Targeting Wake County restaurants for better sanitation

Concerning Predictive Modeling, using Python on 2019/07/22

Using restaurant data to target “at-risk” restaurants for a mailing campaign with the goal of encouraging better practices in advance of their next inspection.

Background
Scenario
Dataset
- Cleaning
- Exploration
Making predictions
Code

Background

Wake County provides open data for the public to analyze, including data on restaurant inspections. I’ve been meaning to use an open dataset for a while, and decided to start by inventing a prediction problem that would leverage their open data about restaurants and restaurant inspections in Wake County.

Scenario

At the end of 2018, the Wake County health department decides to implement a mailing campaign to increase awareness of food handling best practices, with the goal of decreasing the number of “at-risk” restaurants (those receiving an inspection score < 93).

Wake County can only send 500 mailers, and wants to use data science to successfully target as many “at-risk” restaurants in advance of their inspection as possible.

Dataset

We have 3 tables to work with, courtesy of Wake County Open Data:

Restaurants
Restaurants gives details on each restaurant location, such as NAME, PHONENUMBER, and RESTAURANTOPENDATE.
Inspections
Inspections gives details on each restaurant inspection. Most restaurants have multiple entries in inspections, including information like INSPECTDATE, INSPECTOR, and SCORE.
Violations
Violations details the violations detected in each restaurant inspection.
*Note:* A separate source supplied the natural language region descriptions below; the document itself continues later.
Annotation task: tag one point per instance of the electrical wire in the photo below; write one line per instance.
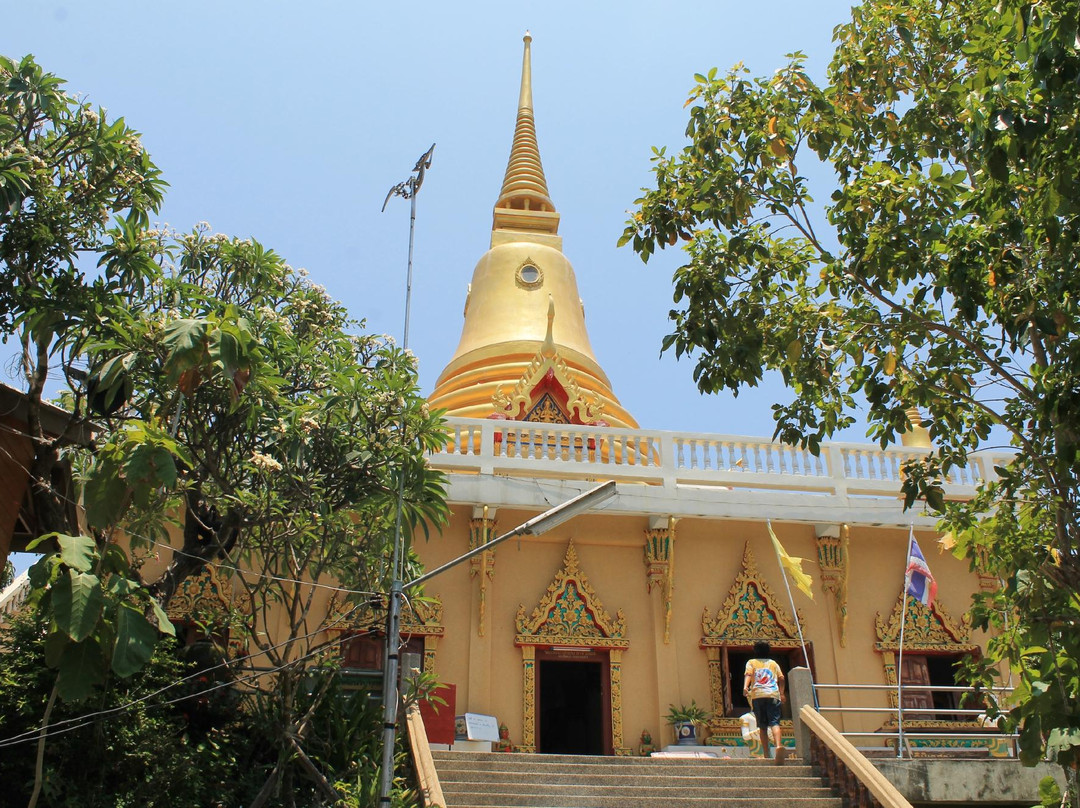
(266, 576)
(82, 721)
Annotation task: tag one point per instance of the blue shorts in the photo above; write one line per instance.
(767, 712)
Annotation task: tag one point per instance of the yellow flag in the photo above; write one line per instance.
(792, 565)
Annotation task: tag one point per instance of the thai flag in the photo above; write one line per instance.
(920, 583)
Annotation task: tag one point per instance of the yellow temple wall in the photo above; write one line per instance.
(707, 556)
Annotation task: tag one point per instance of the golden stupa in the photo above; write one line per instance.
(524, 352)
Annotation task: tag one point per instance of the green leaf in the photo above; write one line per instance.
(56, 643)
(77, 604)
(78, 552)
(105, 494)
(164, 624)
(135, 641)
(81, 669)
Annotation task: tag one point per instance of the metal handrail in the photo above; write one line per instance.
(934, 688)
(958, 714)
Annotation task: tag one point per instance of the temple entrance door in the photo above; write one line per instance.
(574, 703)
(916, 671)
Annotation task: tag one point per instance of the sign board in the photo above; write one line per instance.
(475, 727)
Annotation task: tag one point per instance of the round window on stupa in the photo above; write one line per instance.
(529, 275)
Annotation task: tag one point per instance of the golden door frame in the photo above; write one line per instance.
(570, 616)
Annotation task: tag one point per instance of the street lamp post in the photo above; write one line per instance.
(535, 526)
(407, 189)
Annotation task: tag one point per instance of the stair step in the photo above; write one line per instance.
(639, 780)
(516, 780)
(584, 800)
(634, 790)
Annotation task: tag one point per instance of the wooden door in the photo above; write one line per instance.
(915, 672)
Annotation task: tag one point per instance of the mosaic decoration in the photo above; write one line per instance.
(751, 613)
(206, 597)
(833, 560)
(420, 617)
(987, 580)
(570, 614)
(659, 568)
(529, 698)
(615, 667)
(482, 566)
(207, 600)
(547, 391)
(926, 628)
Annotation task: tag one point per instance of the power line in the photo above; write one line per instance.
(82, 721)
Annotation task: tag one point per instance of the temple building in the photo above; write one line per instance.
(580, 640)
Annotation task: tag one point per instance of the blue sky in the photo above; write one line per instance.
(288, 122)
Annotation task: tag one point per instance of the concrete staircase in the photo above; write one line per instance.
(505, 780)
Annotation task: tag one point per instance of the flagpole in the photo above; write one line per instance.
(795, 611)
(900, 656)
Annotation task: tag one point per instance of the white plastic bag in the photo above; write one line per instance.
(748, 723)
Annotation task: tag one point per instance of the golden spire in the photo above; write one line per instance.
(523, 315)
(524, 203)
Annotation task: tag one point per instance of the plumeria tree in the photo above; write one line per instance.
(241, 420)
(937, 270)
Most inspections have multiple entries in violations, including information like CATEGORY, SEVERITY, and COMMENTS.

All datasets were pulled on 7/3/19.

Cleaning

Our first task is inspecting the datasets and tidying them up a bit.

rest = pd.read_csv('./data/Restaurants_in_Wake_County.csv', index_col=['OBJECTID'],
                  parse_dates=['RESTAURANTOPENDATE'], infer_datetime_format=True)

insp = pd.read_csv('./data/Food_Inspections.csv', index_col=['OBJECTID'],
                  parse_dates=['DATE_'], infer_datetime_format=True)

viol = pd.read_csv('./data/Food_Inspection_Violations.csv',
                  parse_dates=['INSPECTDATE'], infer_datetime_format=True, low_memory=False)

Looking at restaurants:

HSISID	NAME	CITY	POSTALCODE	PHONENUMBER	RESTAURANTOPENDATE	FACILITYTYPE	PERMITID
2001	4092030273	RARE EARTH FARMS (WCID #512)	RALEIGH	27606	(919) 349-6080	2015-01-16 00:00:00+00:00	Mobile Food Units	18359
2002	4092015000	GRACE Christian School Kitchen	RALEIGH	27606	(919) 783-6618	2007-11-06 00:00:00+00:00	Restaurant	3377

The CITY field is not standardized - we’ll fix it by turning all lowercase, and replacing hyphens with a space.

rest['CITY'] = rest['CITY'].str.lower().str.replace('-', ' ')

For simplicity, we’ll lump any CITY that contains less than 10 restaurants into an other category. Rows with missing CITY will also be lumped into other.

rest.loc[rest['CITY'].isin(rest['CITY'].value_counts()[rest['CITY'].value_counts()<10].index),
        'CITY'] = 'other'
rest['CITY'].fillna('other', inplace=True)

POSTALCODE isn’t standardized either - abbreviate to 5 digit format and treat as integer.

rest['POSTALCODE'] = rest['POSTALCODE'].apply(lambda st:int(st[:5]))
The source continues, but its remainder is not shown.